The article points out, in short, that the reality of NAFTA did not lead to greatly decreased illegal immigration. The key factor is that the projections on government spending to increase infrastructe did not turn out to be true. Dani Rodrik, an economist and trade specialist at Harvard’s John F. Kennedy School of Government explained:
“We have indeed had one disappointment after another on this score,” Mr. Rodrik said, noting that the same assumption about government spending is part and parcel of the agreements, now before Congress, with Columbia, Peru and Panama.

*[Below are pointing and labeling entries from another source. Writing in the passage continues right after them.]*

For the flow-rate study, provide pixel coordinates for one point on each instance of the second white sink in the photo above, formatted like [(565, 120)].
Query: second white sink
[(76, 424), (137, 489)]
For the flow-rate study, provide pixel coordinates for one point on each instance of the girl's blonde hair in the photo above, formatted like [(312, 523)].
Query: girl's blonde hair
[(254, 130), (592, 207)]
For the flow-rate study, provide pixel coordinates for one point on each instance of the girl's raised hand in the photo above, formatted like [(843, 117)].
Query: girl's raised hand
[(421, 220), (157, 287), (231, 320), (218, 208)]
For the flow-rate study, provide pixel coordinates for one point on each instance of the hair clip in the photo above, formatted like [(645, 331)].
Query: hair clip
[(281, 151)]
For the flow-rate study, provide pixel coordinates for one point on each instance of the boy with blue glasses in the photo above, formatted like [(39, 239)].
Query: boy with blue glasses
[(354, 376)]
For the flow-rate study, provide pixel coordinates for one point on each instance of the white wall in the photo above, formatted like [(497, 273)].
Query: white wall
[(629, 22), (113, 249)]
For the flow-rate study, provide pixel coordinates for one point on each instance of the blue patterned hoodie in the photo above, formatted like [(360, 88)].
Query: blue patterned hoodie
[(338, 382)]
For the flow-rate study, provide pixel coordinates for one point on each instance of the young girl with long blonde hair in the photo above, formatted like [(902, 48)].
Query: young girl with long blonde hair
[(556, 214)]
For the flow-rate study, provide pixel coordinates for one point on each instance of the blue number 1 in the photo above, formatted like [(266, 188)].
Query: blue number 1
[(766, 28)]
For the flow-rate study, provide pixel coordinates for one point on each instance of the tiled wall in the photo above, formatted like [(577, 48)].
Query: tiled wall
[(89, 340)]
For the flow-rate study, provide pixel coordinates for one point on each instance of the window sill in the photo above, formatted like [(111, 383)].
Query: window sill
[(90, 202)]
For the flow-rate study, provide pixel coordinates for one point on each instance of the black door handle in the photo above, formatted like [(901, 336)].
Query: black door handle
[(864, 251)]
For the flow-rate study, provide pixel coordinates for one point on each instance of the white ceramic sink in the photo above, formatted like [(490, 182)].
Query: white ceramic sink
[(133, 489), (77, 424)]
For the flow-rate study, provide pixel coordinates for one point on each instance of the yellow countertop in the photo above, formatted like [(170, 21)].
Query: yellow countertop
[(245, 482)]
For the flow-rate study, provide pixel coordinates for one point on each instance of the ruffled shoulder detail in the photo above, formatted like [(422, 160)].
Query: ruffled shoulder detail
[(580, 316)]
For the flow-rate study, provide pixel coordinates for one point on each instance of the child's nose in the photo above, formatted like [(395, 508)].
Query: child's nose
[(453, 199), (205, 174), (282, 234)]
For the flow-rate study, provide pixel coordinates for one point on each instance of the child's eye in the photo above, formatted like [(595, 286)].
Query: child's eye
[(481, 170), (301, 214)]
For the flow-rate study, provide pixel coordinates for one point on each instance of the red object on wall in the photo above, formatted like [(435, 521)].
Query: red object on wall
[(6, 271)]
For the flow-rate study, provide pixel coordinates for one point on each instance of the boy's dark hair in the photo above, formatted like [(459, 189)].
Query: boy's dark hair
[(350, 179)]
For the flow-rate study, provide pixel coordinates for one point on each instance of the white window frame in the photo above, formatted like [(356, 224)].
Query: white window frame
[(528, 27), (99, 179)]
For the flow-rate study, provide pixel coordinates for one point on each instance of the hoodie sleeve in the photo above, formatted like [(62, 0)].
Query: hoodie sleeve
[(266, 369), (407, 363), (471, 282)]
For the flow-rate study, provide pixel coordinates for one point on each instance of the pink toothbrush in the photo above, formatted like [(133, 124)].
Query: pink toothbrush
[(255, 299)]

Rodrik also compared the NAFTA (and DR-CAFTA) approach to the EU:
The European Union, in contrast, assumes little about government spending on the part of economically weaker nations joining it. The union itself has hugely subsidized the improved services needed by entering countries like Portugal, Spain, Greece and Poland, rather than leave financing to the relatively meager resources of entering countries.
Though this goes into the bigger picture questions of FTAs, I note that several legal scholars who have looked at e-commerce in Latin America have noted that a solid infrastructure is required in order to expand e-commerce as well. Roads and other transportation networks are key to deliver products ordered over the internet, as well as increasing telecom infrastructure to get people on the internet in the first place.
DR-CAFTA will become a fertile ground for more comparative study in this area. As this is just the beginning of the agreement, only time will tell.